Jai Singh built big observatories at Jaipur, Delhi, Ujjain, Benares, and Mathura. Learning through Portuguese missionaries of the progress of astronomy in Portugal, he sent his own men, with one of the missionaries, to the court of the Portuguese King Emmanuel. Emmanuel sent his envoy, Xavier de Silva, with De la Hire’s tables to Jai Singh. On comparing these with his own tables, Jai Singh came to the conclusion that the Portuguese tables were less exact and had several errors. He attributed these to the ‘inferior diameters’ of the instruments used.
Jai Singh was of course fully acquainted with Indian mathematics; he had studied the old Greek treatises and also knew of recent European developments in mathematics. He had some of the Greek books (Euclid, etc.) as well as European works on plane and spherical trigonometry and the construction and use of logarithms translated into Sanskrit. He also had Arabic books on astronomy translated.
He founded the city of Jaipur. Interested in town planning, he collected the plans of many European cities of the time and then drew up his own plan. Many of these plans of the old European cities of the time are preserved in the Jaipur museum. The city of Jaipur was so well and wisely planned that it is still considered a model of town-planning.

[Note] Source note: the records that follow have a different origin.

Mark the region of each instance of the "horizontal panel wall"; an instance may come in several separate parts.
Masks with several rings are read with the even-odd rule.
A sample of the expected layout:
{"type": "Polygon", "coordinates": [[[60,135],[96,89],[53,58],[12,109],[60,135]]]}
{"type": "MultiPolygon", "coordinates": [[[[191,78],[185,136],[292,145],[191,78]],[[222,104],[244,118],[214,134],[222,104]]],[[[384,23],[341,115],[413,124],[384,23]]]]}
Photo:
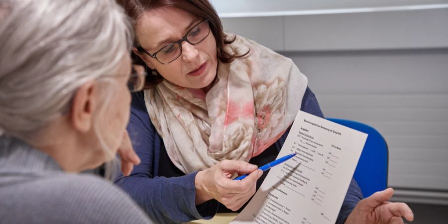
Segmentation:
{"type": "Polygon", "coordinates": [[[308,77],[327,116],[384,135],[390,186],[448,191],[448,49],[283,54],[308,77]]]}

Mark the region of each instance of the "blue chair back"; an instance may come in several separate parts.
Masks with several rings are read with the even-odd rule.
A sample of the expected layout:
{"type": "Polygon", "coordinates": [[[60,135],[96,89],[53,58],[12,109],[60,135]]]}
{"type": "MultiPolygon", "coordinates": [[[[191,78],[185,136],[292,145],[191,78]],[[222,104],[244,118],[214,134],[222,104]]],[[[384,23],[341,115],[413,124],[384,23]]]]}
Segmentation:
{"type": "Polygon", "coordinates": [[[364,198],[387,187],[389,153],[387,144],[375,128],[353,120],[334,118],[327,119],[368,134],[365,145],[355,170],[358,182],[364,198]]]}

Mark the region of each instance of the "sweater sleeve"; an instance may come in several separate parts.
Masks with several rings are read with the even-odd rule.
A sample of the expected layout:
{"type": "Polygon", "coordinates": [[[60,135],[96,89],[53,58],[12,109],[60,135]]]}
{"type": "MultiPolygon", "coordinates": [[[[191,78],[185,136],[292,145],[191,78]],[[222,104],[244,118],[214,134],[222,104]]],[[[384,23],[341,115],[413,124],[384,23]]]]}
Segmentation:
{"type": "Polygon", "coordinates": [[[211,219],[218,203],[212,200],[195,205],[197,172],[165,178],[158,172],[162,139],[149,119],[142,92],[132,95],[127,126],[135,152],[141,163],[127,177],[119,175],[114,183],[132,197],[156,223],[181,223],[211,219]]]}
{"type": "MultiPolygon", "coordinates": [[[[302,101],[301,111],[309,113],[325,118],[319,104],[318,102],[316,96],[311,91],[309,88],[307,88],[304,95],[302,101]]],[[[284,139],[286,139],[286,136],[284,139]]],[[[284,140],[283,140],[284,142],[284,140]]],[[[345,195],[345,198],[342,202],[342,207],[337,216],[336,224],[343,224],[347,217],[353,211],[358,202],[363,199],[362,193],[359,186],[354,178],[352,178],[351,182],[348,187],[348,190],[345,195]]]]}

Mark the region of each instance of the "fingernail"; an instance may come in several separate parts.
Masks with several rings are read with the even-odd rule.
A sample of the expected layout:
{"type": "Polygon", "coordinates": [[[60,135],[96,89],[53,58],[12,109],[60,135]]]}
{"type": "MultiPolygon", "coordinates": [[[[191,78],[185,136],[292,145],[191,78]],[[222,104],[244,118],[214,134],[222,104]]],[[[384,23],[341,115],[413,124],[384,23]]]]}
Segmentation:
{"type": "Polygon", "coordinates": [[[257,167],[258,166],[253,164],[249,164],[247,165],[247,168],[249,169],[256,169],[257,167]]]}

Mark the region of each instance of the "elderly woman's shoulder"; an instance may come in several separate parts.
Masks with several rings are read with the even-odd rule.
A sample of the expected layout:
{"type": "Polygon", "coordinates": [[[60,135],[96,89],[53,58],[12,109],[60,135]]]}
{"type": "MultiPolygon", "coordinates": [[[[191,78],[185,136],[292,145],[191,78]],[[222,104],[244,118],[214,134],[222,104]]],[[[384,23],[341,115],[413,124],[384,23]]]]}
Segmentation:
{"type": "MultiPolygon", "coordinates": [[[[127,195],[93,175],[55,174],[28,181],[10,191],[10,198],[15,199],[1,209],[9,213],[1,214],[6,216],[6,220],[20,221],[18,223],[32,220],[34,223],[150,223],[127,195]],[[18,212],[22,213],[21,217],[13,216],[18,212]],[[42,222],[36,223],[36,220],[42,222]]],[[[0,207],[4,206],[0,205],[0,207]]]]}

Jai Singh did all this and much more in the course of a comparatively brief life and in the midst of perpetual wars and court intrigues, on which he was himself often involved. Nadir Shah’s invasion took place just four years before Jai Singh’s death. Jai Singh would have been a remarkable man anywhere and at any time. The fact that he rose and functioned as a scientist in the typically feudal milieu of Rajputana and during one of the darkest periods of Indian history, when disruption and war and tumults filled the scene, is very significant. It shows that the spirit of scientific inquiry was not dead in India and that there was some ferment at work which might have yielded rich results if only an opportunity had been given to it to fructify. Jai Singh was no anachronism or solitary thinker in an unfriendly and uncomprehending environment. He was a product of his age and he collected a number of scientific workers to work with him. Out of these he sent some in the embassy to Portugal, and social custom or taboo did not deter him from doing so. It seems probable that there was plenty of good material for scientific work in the country, both theoretical and technical, if only it was given a chance to function. That opportunity did not come for a long time. Even when the troubles and disorders were over, there was no encouragement of scientific work by those in authority.